In the world of contemporary Chinese art, Yue Minjun’s iconic smiling men undoubtedly remain at the forefront of quintessential 1990s symbols. These identical faces are not only self-portraits of the artist, but also depict a coming-of-age generation who must both live under the remnants of Cultural Revolution and at the same time experience the effects of the rapid modernisation of Chinese society. Through his accurate expression of helplessness in Chinese society, Yue has become a key figure in the notable “Cynical Realist” movement, a term coined by the pioneering art critic Li Xianting, revealing the disenfranchisement behind an ostensibly impeccable nation.
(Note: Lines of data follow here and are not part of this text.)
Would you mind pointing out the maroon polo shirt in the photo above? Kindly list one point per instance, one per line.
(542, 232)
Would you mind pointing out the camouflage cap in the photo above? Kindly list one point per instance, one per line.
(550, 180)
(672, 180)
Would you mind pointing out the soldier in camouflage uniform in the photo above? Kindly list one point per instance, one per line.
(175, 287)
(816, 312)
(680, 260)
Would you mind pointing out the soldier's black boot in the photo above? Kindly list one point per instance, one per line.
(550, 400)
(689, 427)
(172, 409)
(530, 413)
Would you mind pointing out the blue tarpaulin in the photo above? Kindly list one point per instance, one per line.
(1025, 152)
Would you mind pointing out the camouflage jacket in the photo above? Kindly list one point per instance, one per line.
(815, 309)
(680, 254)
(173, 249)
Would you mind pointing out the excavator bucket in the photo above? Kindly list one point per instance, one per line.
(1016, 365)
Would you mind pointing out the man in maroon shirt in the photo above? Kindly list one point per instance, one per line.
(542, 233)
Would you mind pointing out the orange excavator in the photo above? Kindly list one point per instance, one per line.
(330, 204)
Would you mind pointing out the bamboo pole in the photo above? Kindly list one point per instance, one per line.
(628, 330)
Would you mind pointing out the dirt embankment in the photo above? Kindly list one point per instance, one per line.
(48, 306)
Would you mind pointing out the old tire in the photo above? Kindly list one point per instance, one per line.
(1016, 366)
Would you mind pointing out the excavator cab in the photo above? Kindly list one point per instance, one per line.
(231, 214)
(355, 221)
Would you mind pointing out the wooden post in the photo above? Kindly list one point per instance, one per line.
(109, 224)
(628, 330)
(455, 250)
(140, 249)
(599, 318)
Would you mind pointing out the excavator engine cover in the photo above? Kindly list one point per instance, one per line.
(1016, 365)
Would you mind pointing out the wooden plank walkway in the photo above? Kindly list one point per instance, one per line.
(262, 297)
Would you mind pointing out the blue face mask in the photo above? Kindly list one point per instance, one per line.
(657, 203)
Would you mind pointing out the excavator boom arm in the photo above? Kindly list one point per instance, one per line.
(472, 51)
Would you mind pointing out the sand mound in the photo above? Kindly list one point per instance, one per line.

Backyard Garden was completed in 2005, and is one of Yue’s mature works from the post-millennium era. The artist introduced his own image into the painting, with the four laughing figures placed amidst a typical rockery of a traditional Chinese garden. Their eyes are closed, and as they dart around the garden, they are laughing at the scene, playing amongst themselves. The entire piece is imbued with the essence of absurdity, and through it Yue stresses the importance of confronting reality. The rockery is a traditional Chinese metaphor, which here corresponds to China’s rapid economic and social development during the 1990s; whilst the cynicism and absurdity of the laughing figures constitutes a form of resistance to this new state of affairs.

Born in 1962 in Heilongjiang, Yue Minjun is part of the third generation of post-Cultural Revolution artists. In 1991, his move to the artist village Yuanmingyuan on the outskirt of Beijing was an important turning point in the young artist’s career. It was during his stay there that he could experience true artistic freedom away from the limits imposed by government and academia. “This is exactly the life that I want. Everything is so great. It is not so difficult after all to become an independent artist. The rent is cheap, and the surroundings are better than studios. The most important thing is I can finally determine my own way of life” (Yue Minjun, Sichuan Art Publishing, 2007). This was where Yue Minjun first met Fang Lijun and Yang Shaobin. Living together, they became the spearheads of Cynical Realist movement. Yue Minjun even painted his friends in his lifestyle themed works, in stark contrast to the standardized compositions and iconography present in his later works.

For the artist himself, living during the 1990s, laughter has become a way to confront life. During the ’85 New Wave movement a group of idealistic Chinese artists emerged, who were inspired by modern ideas from the West to revitalize Chinese culture. For Yue’s generation, the “Cynical Realismts”, their witness to the failure of the two previous generations raised fundamental questions about life. Unlike other artists, Yue has chosen to express his own views on life through the absurdity of the big smiling face. “The image of a laughing face was to me an assurance that things would get better: that a future life could be as rewarding and meaningful as Buddha had promised.” Furthermore, for Yue, the action of laughing is essential in attaining spiritual tranquility. “I believed that giving up everything was a way of life; through avoiding conflict in society one could attain inner peace. Giving up allows one to relinquish all grudges, to laugh things off easily, and to turn problems into dust. It is through this process that we can achieve ultimate peace with ourselves” (Ibid.

Curator Li Xianting has pointed out that the repetition of smiling men arranged in lines is the artist’s attempt at parodying China as the ‘economic machine’, one that mass produces commodities and upholds the values of consumerism; “using commercialism and his empty-headed characters to present the problems of a consumerism which has both poisoned socialist ideals and corrupted the individual of our society. This seemingly arbitrary combination of consumerism and anti-individualism gives a cynical and humorous feel to his work” (Faces Behind the Bamboo Curtain, Schoeni Art Gallery, 1994). Naturally, the satirical tone and critical examination into one’s state of being continues to be a consistent theme in the artist’s later works, where the smiling men begin to sport white, perfectly aligned teeth, shaven heads, and pinky skin. Thus the iconic figures in Backyard Garden indeed evoke Yue Minjun’s signature aesthetic.